2016年10月07日

ひとり暮らしの小学生 松下幸市朗

ひとり暮らしの小学生 松下幸市朗 宝島社

 マンガの単行本です。
 舞台は神奈川県江の島の食堂で、主人公は鈴音リン(すずね・りん)小学校4年生、両親は既に亡くなっているのですが、彼女は独り暮らしで、鈴音食堂(すずねしょくどう)の経営者で食べています。ありえないお話ですが、まあ、物語のなかの世界です。

 江の島とか、鎌倉とか、小説の舞台になりやすい地区です。
 カラーの絵はきれいで好感をもちました。
 形式は、1話で数ページの固まりです。四コママンガで、ストーリーを流していきます。

 親がいない子どものせつない気持ちがよく伝わってきます。
 人生は長い。気が遠くなるほど長い。家族がなくても、努力していれば、自分で家族をつくることができる。そして、老いて、振り返ってみると、人生は短い。

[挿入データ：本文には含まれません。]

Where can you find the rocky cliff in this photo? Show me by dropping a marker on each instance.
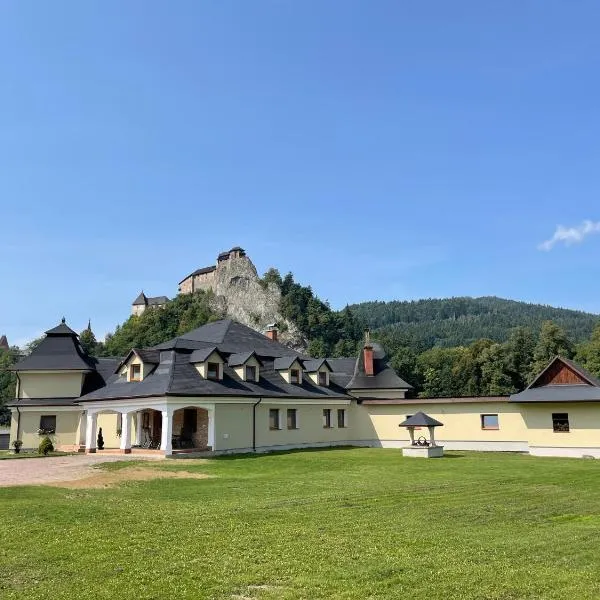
(241, 295)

 気持ちに響いた四コママンガ部分です。42ページ「壊れた冷蔵庫」、89ページ「呪い」、114ページ「幸福」幸せってなんだろうという小学校教師伊藤の言葉があります。幸せはお金ではありません。
 ときおり現れる経費、儲けの一覧表がシンプルでいい効果を出しています。

 このマンガは、タイトル込みで読むと意味がさらによくわかります。

 貧困を扱った物語です。
 運動会の家族、一族参加の話は古い。もう、50年、半世紀前のお話です。現在は、昔とは違います。子どもが寂しさを感じない、いい時代になったと思います。

 徹底的に貧しい。確かにあった過去の事実です。とことん貧しい。あまりにも極端に貧しいので、見ていてつらくなります。リンはまだ9歳です。なんだろう。この貧しさの追求に集中力があります。

 最後はどうなのかなあ。好みが分かれる終わり方です。わたしは、好みません。